Hiring remote employees has had great benefits, the most obvious being a wider pool of candidates to draw from. Where we previously hired people within a 30-40 minute radius to facilitate reasonable commute to the office, we’re now searching across the country. This has enabled us to build a higher-quality and better-aligned team. It also brings in individuals with diverse backgrounds and experiences, which allows us to learn and grow, and keep fresh perspectives on the projects we work on.

Another great benefit is less worry about office space, parking and similar logistical constraints. Where are all these new people going to sit? When will we need to move? What size space should we move into? With remote personnel, these questions are behind us. While we still enjoy having an office as a place for team members to gather and for local clients to visit, the size of the space and its overhead costs are not linearly aligned with our growth.

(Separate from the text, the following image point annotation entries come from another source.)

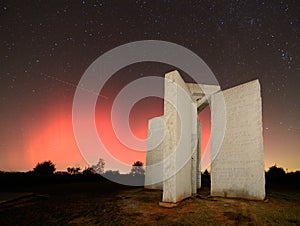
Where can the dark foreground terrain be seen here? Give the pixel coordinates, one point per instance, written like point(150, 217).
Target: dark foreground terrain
point(105, 203)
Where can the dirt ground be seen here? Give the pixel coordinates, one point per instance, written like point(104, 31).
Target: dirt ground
point(99, 204)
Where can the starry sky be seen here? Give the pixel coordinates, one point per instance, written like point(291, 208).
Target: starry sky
point(45, 47)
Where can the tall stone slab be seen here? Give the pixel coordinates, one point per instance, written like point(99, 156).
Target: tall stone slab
point(178, 113)
point(154, 157)
point(196, 150)
point(238, 168)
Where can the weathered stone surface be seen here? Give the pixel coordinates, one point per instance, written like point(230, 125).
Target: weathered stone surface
point(154, 157)
point(177, 145)
point(238, 168)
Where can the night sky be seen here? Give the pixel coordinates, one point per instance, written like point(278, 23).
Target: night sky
point(45, 47)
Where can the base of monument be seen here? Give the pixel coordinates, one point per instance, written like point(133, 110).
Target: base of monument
point(168, 204)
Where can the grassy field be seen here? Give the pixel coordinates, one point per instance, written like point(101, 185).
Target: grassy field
point(104, 203)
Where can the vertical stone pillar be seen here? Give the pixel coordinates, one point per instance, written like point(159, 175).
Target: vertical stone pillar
point(154, 157)
point(177, 143)
point(237, 168)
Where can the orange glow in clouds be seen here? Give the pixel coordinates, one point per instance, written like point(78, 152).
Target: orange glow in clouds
point(54, 139)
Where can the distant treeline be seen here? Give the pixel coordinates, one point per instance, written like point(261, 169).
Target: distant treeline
point(45, 174)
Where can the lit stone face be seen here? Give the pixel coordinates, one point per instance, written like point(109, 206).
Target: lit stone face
point(178, 109)
point(174, 141)
point(238, 168)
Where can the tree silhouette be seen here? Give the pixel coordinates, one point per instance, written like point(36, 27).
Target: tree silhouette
point(137, 169)
point(44, 168)
point(99, 167)
point(73, 170)
point(88, 171)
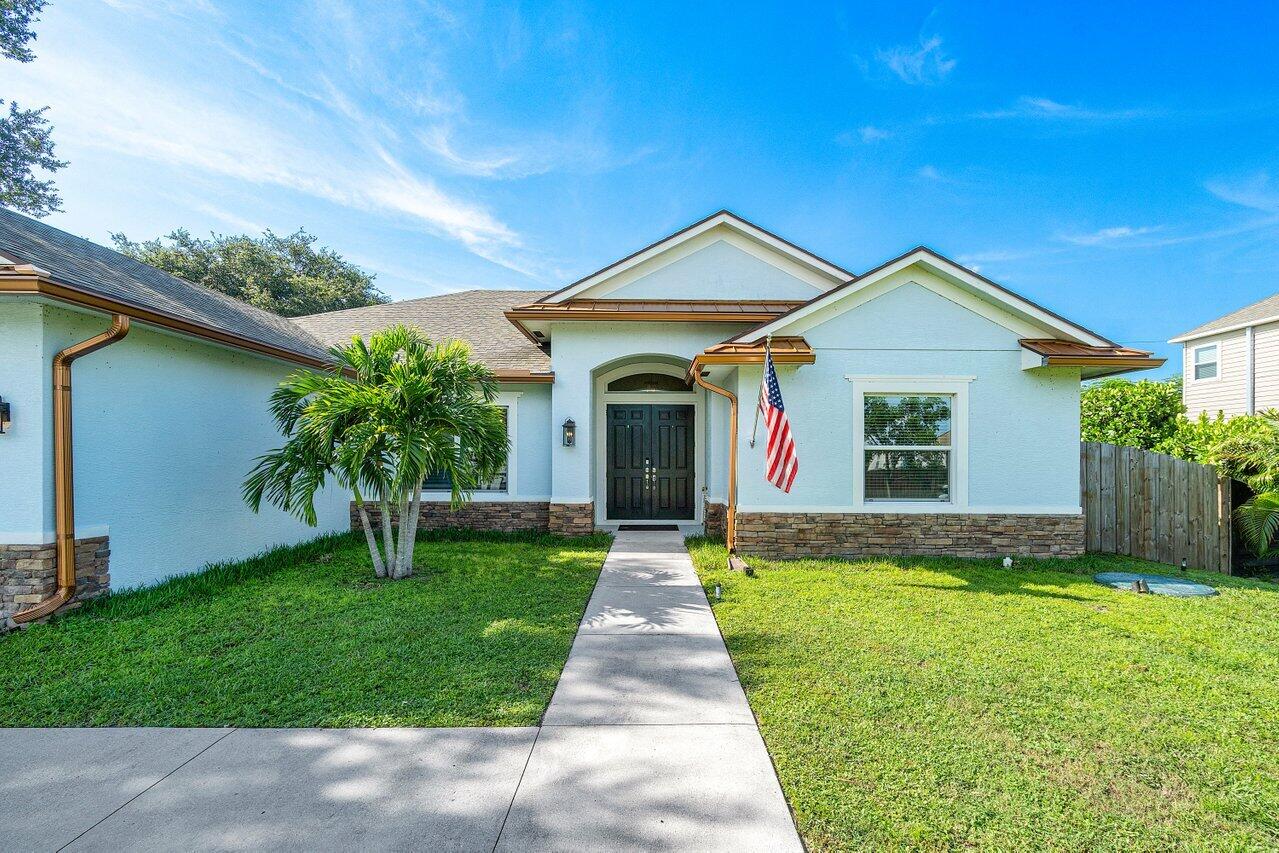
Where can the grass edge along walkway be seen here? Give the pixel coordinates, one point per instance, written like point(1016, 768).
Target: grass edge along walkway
point(306, 636)
point(940, 704)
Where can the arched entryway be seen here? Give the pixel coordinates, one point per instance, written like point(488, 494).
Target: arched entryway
point(649, 455)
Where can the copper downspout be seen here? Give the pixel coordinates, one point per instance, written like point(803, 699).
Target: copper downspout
point(732, 453)
point(64, 484)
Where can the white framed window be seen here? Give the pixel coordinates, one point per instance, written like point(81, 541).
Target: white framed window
point(1205, 362)
point(906, 446)
point(439, 484)
point(910, 443)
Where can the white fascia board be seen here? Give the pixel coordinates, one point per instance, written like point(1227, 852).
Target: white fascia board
point(953, 274)
point(738, 225)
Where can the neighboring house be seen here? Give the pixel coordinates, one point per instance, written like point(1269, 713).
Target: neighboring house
point(1231, 365)
point(935, 412)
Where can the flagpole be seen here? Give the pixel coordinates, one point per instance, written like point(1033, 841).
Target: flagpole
point(768, 353)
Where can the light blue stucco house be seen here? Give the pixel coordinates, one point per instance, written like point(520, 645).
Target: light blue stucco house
point(935, 412)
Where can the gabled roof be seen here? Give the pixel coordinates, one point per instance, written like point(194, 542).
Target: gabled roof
point(46, 261)
point(1259, 312)
point(473, 316)
point(950, 271)
point(721, 219)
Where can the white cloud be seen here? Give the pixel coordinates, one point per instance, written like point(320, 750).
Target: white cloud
point(239, 223)
point(1256, 192)
point(920, 64)
point(100, 101)
point(1109, 235)
point(1043, 108)
point(439, 142)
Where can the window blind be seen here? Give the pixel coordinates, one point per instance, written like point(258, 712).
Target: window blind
point(907, 448)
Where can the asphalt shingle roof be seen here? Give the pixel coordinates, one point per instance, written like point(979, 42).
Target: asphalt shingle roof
point(95, 269)
point(1263, 310)
point(473, 316)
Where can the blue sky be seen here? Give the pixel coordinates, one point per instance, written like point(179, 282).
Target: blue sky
point(1117, 163)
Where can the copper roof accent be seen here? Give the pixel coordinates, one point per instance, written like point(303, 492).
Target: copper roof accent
point(1069, 349)
point(656, 310)
point(785, 351)
point(1103, 361)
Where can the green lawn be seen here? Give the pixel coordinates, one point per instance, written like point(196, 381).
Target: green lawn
point(947, 704)
point(307, 637)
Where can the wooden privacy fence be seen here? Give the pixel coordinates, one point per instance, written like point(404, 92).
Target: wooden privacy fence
point(1155, 507)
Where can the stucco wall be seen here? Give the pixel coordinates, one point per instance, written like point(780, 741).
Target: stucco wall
point(577, 351)
point(165, 431)
point(26, 480)
point(719, 270)
point(1022, 425)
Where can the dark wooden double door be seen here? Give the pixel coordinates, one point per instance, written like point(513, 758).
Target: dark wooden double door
point(650, 467)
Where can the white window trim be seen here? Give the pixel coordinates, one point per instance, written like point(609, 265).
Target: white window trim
point(953, 386)
point(1216, 359)
point(510, 400)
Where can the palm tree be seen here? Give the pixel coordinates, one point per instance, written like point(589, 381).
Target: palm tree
point(1252, 455)
point(388, 413)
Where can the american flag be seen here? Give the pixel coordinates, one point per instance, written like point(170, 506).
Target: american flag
point(783, 462)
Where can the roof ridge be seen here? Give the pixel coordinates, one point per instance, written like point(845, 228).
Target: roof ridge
point(404, 302)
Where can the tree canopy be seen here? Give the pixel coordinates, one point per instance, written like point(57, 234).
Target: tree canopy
point(1132, 414)
point(285, 275)
point(26, 134)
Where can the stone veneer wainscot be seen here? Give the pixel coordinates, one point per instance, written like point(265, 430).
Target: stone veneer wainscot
point(806, 535)
point(716, 519)
point(572, 519)
point(28, 574)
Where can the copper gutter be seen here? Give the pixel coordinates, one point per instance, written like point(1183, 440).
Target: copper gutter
point(730, 524)
point(64, 482)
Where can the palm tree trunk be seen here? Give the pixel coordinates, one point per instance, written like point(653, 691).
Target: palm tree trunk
point(413, 519)
point(400, 562)
point(379, 567)
point(388, 536)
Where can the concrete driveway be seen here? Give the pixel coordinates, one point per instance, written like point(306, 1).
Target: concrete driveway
point(647, 744)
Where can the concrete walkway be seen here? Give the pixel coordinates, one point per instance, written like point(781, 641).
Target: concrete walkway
point(647, 744)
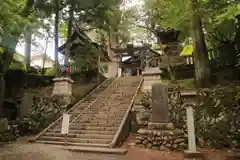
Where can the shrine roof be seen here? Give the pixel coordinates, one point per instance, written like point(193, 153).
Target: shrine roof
point(80, 39)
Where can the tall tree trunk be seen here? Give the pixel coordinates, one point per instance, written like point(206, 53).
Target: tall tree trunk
point(56, 37)
point(45, 54)
point(28, 44)
point(70, 24)
point(200, 53)
point(9, 43)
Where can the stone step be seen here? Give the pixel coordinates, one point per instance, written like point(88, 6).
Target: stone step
point(74, 144)
point(76, 140)
point(100, 117)
point(96, 124)
point(91, 136)
point(106, 132)
point(96, 128)
point(95, 150)
point(84, 124)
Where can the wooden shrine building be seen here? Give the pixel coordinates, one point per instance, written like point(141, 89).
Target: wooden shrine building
point(134, 59)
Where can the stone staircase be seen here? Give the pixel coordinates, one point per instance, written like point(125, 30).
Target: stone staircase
point(100, 120)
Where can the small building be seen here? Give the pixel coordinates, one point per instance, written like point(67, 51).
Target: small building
point(37, 60)
point(79, 44)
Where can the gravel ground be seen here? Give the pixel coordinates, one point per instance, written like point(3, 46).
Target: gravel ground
point(44, 152)
point(21, 150)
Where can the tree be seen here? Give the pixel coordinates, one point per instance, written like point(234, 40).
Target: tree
point(215, 26)
point(28, 43)
point(200, 52)
point(57, 9)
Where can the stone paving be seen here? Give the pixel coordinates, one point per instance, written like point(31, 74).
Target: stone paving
point(18, 151)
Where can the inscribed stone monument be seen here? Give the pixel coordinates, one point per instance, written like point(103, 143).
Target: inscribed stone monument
point(160, 103)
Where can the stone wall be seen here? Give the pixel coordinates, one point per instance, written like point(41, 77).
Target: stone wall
point(217, 120)
point(44, 110)
point(169, 137)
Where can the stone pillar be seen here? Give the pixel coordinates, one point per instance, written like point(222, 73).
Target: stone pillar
point(160, 133)
point(189, 99)
point(113, 68)
point(119, 72)
point(150, 76)
point(25, 106)
point(63, 87)
point(160, 114)
point(191, 130)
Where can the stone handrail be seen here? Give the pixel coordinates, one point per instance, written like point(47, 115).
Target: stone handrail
point(85, 97)
point(117, 135)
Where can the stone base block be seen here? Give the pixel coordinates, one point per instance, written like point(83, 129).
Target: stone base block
point(161, 139)
point(3, 125)
point(190, 155)
point(63, 87)
point(235, 155)
point(160, 126)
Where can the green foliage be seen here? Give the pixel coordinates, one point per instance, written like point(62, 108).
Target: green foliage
point(51, 72)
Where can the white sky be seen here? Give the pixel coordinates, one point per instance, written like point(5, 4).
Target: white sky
point(50, 49)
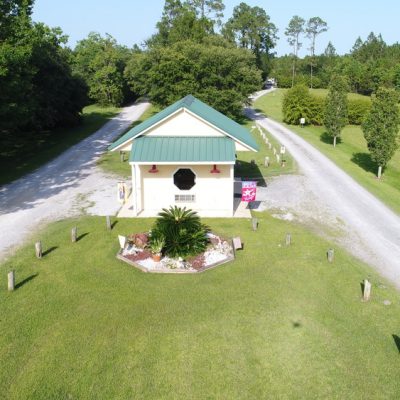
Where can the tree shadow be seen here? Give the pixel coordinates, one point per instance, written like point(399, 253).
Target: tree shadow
point(364, 161)
point(26, 280)
point(80, 237)
point(396, 339)
point(50, 250)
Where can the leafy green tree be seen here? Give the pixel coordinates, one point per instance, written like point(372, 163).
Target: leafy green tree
point(215, 72)
point(251, 28)
point(315, 26)
point(206, 8)
point(293, 32)
point(101, 63)
point(297, 104)
point(335, 116)
point(182, 21)
point(381, 127)
point(38, 89)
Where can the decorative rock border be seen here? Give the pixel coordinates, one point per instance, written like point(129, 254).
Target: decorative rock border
point(229, 257)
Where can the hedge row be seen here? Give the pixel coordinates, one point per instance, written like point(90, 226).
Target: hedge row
point(298, 103)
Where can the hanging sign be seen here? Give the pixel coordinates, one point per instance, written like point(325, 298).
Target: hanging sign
point(249, 189)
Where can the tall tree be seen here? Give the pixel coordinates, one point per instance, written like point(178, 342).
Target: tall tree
point(101, 63)
point(335, 116)
point(293, 32)
point(251, 28)
point(381, 127)
point(315, 26)
point(211, 9)
point(219, 74)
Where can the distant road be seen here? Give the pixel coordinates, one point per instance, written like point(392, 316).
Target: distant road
point(63, 186)
point(376, 225)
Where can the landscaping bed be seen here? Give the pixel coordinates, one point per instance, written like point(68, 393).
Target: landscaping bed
point(137, 253)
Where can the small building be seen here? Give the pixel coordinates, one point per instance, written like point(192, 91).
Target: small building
point(184, 156)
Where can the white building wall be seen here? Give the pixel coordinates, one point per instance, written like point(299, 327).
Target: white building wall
point(213, 192)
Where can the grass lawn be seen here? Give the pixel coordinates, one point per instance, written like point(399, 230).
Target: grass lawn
point(351, 153)
point(18, 159)
point(278, 322)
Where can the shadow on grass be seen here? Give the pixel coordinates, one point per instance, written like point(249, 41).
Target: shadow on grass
point(364, 161)
point(26, 280)
point(396, 339)
point(50, 250)
point(80, 237)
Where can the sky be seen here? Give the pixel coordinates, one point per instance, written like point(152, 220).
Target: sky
point(132, 21)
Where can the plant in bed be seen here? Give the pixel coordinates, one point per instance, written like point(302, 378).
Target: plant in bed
point(182, 230)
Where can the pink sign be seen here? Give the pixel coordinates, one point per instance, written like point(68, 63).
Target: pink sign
point(249, 189)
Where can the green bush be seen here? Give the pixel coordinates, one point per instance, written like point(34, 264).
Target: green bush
point(299, 103)
point(182, 230)
point(357, 110)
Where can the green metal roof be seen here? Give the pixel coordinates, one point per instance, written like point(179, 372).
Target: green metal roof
point(156, 149)
point(202, 110)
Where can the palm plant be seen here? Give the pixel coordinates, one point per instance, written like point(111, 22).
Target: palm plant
point(182, 230)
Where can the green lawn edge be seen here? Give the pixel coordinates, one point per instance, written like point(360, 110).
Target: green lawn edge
point(351, 153)
point(278, 322)
point(45, 146)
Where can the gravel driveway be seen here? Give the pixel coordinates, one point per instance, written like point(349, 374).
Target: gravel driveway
point(371, 231)
point(64, 186)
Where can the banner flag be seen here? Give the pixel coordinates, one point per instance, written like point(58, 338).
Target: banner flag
point(249, 189)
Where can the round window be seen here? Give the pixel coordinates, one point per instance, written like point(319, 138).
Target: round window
point(184, 179)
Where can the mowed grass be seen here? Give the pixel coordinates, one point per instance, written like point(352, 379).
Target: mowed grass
point(278, 322)
point(21, 155)
point(258, 170)
point(351, 153)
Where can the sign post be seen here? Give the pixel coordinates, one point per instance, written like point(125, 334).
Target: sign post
point(249, 189)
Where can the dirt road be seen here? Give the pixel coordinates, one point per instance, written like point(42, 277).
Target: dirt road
point(64, 186)
point(374, 228)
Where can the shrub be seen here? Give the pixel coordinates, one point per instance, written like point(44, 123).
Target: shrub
point(299, 103)
point(358, 109)
point(182, 230)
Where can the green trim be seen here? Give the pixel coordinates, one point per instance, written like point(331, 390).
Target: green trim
point(202, 110)
point(154, 149)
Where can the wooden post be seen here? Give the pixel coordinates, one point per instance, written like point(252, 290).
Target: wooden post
point(11, 280)
point(367, 290)
point(379, 172)
point(331, 255)
point(38, 249)
point(74, 232)
point(108, 222)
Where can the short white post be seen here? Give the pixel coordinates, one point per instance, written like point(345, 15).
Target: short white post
point(38, 249)
point(11, 280)
point(367, 290)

Arguably the best benefit to remote work is that people are happier. Their work-life balance is greater without the commute. They are more available to their families and have greater free time for their personal interests. They spend more time doing the things they love, which leads to more productivity and better satisfaction with their work. This point in particular is something that cannot be replicated so easily with a strictly in-office setting.


While we can look for candidates across the country, so can other businesses. As such, the competition for talent went from local to national. With that, salaries, healthcare, and other benefits are no longer regionally compared. It became important for us to explore ways to differentiate and be open to re-thinking our benefits. We put our focus on standing out from the crowd in support of remote work. Having a strong culture and engaging work certainly helps us attract top talent.

Company culture is another key area that has been impacted by remote work. When we were in the office people were better able to engage with one another. We brought in lunch, played games in the conference room on Fridays, and spent quality time getting to know each other better. In a remote world that personal connection is compromised. We try to fill this gap with tools like Slack, using channels dedicated to fun topics, weekly challenges, and other creative forms of engagement.

Hiring Remote Employees

With candidates being remote, this means the entire interview process is remote, and there were some challenges we hadn’t considered initially. For instance, the technical part of the interview typically involves some collaborative coding tests. Sure, the candidate can share their screen, but we like it to be a bit more interactive. We’ve been able to leverage some nifty tools, like CodeCollab and CodeSandbox, where multiple people can view code in realtime and even run it. These tools enable more collaborative discussion about code design, decision process and other metrics that are important to the development team. Oh, and those tools are free.

While working remote is all the rage, is it for everyone? One of the most important things to note is that not all people thrive in a remote environment. Some people need or want the structure of an office. While evaluating people for remote positions it is important to dig in and get a feel for how someone will perform remotely. How self-motivated are they? Do they have a separate work area at home? Do they have distractions?

The Remote World

This new way of work is probably not going anywhere anytime soon. To thrive, companies need to adapt. Supporting current and prospective employees in this capacity will help companies continue to grow. And finding the right balance between remote and in-person staff is a key component of maintaining a strong culture with engaged people.